I was a little shocked when I realized that it has been a week since I posted. I guess my break last weekend really went to my head and I just neglected blogging just as obsessively as I had been doing it before! This is not to say that I have not been reading my friends' blogs or checking my email, but I just didn't have much to say this week.
Well, ok....maybe that's not entirely true. I always have something to say, but I couldn't seem to get my thoughts together long enough for the past few days to create any sort of understandable missive. Anyhoo, here I am and hopefully my thoughts will be more organized this week.
This past week has been a strange one for me. To begin with, I started The Diet again and that always puts me in a wonderful mood. I am encouraged, however, because the pounds seem to be melting off and I'm not as hungry as I thought I would be. I am praying for perseverance because that is always my problem. The first few months of Dieting (yes, I intend to capitalize that word every time) are usually pretty easy for me because I am motivated and excited about what I am doing. Then the newness wears off, and I start having those thoughts. If you have ever seriously Dieted, then you know what I'm talking about.

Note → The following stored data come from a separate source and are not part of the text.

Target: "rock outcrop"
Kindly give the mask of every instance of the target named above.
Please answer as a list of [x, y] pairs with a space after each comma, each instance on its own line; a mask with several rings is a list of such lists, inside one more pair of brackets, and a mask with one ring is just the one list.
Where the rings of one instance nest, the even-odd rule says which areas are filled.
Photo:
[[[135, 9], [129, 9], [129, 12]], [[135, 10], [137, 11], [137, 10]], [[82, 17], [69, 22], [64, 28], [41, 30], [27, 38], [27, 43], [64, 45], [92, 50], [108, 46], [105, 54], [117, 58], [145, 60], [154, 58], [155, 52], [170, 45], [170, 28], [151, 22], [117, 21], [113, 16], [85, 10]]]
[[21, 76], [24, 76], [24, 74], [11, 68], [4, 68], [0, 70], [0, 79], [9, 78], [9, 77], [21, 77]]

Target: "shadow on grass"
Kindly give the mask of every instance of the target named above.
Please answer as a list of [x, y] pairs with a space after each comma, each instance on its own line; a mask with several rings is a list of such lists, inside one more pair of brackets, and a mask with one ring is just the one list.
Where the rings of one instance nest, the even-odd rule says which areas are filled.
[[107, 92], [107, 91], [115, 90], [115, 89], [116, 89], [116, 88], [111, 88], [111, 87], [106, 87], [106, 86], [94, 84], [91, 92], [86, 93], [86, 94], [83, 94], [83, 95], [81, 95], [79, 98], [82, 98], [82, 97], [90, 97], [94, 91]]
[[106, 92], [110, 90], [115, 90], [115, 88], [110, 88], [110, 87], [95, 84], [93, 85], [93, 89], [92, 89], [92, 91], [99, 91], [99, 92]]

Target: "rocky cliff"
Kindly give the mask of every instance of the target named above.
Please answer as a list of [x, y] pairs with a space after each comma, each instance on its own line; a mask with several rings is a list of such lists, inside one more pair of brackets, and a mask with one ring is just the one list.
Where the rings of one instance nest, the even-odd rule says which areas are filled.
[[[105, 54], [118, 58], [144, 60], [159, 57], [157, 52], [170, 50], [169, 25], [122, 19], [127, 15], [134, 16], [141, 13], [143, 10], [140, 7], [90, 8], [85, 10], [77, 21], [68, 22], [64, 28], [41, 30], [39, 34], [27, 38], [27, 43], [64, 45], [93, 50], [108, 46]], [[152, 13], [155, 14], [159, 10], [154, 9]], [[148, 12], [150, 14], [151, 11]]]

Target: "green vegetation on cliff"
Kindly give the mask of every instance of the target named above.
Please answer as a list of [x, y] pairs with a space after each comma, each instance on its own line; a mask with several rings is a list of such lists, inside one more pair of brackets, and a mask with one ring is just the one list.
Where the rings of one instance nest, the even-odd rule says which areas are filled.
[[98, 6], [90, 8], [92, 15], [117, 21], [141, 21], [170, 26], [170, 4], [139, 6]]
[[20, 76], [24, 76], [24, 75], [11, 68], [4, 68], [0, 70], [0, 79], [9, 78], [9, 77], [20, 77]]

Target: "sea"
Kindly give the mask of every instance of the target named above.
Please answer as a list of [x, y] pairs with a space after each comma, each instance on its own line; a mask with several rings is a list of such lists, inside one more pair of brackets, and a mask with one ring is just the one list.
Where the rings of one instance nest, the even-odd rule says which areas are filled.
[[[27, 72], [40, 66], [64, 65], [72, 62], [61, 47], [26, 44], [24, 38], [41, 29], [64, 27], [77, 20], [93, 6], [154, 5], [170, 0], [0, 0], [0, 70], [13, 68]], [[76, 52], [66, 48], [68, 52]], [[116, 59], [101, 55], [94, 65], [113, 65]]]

"I'm not going to worry about this meal/dessert because I have done so well that it won't matter if I gorge myself this time."
Right.
My problem is that that one meal/dessert turns into 2 and then 6 and then I am spiralling out of control and slowly gaining back all of the weight I fought so hard to lose to begin with. The funny thing about it, is that I am always genuinely surprised when I put on my pants (that I bought because of the new, slimmer me) and they are tight and then, later, horrified because they will no longer go on at all. So, I am starting over again this week and I have a partner in crime at work, so there is someone to hold me accountable every day. And that's all I have to say about that.
On a more positive note, I really feel like I am improving in the "control my temper/submit to my husband" areas of my life. I have made a real effort to speak to Nathan and Grace in a reasonable tone of voice even when the voice in my head is screaming, "What's the matter with you! The furniture is not a jungle gym!!!" I have noticed that they are both responding to me differently as well. I think they are starting to realize that my first reaction is no longer yelling, and they have been doing what I say the first time more frequently. It's amazing what the tone of your voice can do.

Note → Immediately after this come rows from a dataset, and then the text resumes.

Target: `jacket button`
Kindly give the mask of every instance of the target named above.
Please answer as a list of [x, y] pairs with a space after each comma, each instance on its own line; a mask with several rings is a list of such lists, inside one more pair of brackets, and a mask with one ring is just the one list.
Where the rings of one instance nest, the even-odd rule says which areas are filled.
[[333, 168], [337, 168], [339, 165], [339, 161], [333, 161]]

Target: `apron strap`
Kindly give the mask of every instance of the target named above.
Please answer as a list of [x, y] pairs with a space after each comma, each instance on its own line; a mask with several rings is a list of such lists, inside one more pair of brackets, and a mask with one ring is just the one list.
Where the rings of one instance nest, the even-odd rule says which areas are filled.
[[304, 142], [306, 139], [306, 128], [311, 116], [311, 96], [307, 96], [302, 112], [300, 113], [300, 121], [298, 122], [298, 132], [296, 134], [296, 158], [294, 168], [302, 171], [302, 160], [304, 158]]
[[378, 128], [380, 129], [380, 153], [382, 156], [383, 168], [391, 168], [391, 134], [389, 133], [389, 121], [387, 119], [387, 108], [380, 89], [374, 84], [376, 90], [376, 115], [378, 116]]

I have also been praying and striving to be more submissive to Trevor. I have tried to hold my tongue (with limited success) and remember that my job is to respect my husband and do everything I can to make our home a comfortable environment for him. This behavior is definitely a work in progress and I can't claim that I am a model of submission and respect, but I am praying daily that the Spirit will fill me so that I can overcome all the rebellious behaviors that have become such a habit for me.
So, all in all I have had a good week and I am looking forward to the next with the expectation that I will continue in a positive direction with all of the areas in my life on which I am actively working.
1 comment:
Hi Xandra,
I've been out of the loop for a while and just now catching up. I can relate so well to this post on trying to behave better with the kids. I tend to be a 'yeller' with my kids, and when they were young I was so beside myself. I remember reading an article about how that kind of behavior can become a strong habit. I know it was true for me. I had to work at doing tangilbe things to intervene with the kids, and I'll admit, I still do! It sounds like you are on the right track by addressing the issue.
Don't be too hard on yourself, being a mom is the toughest job in the world!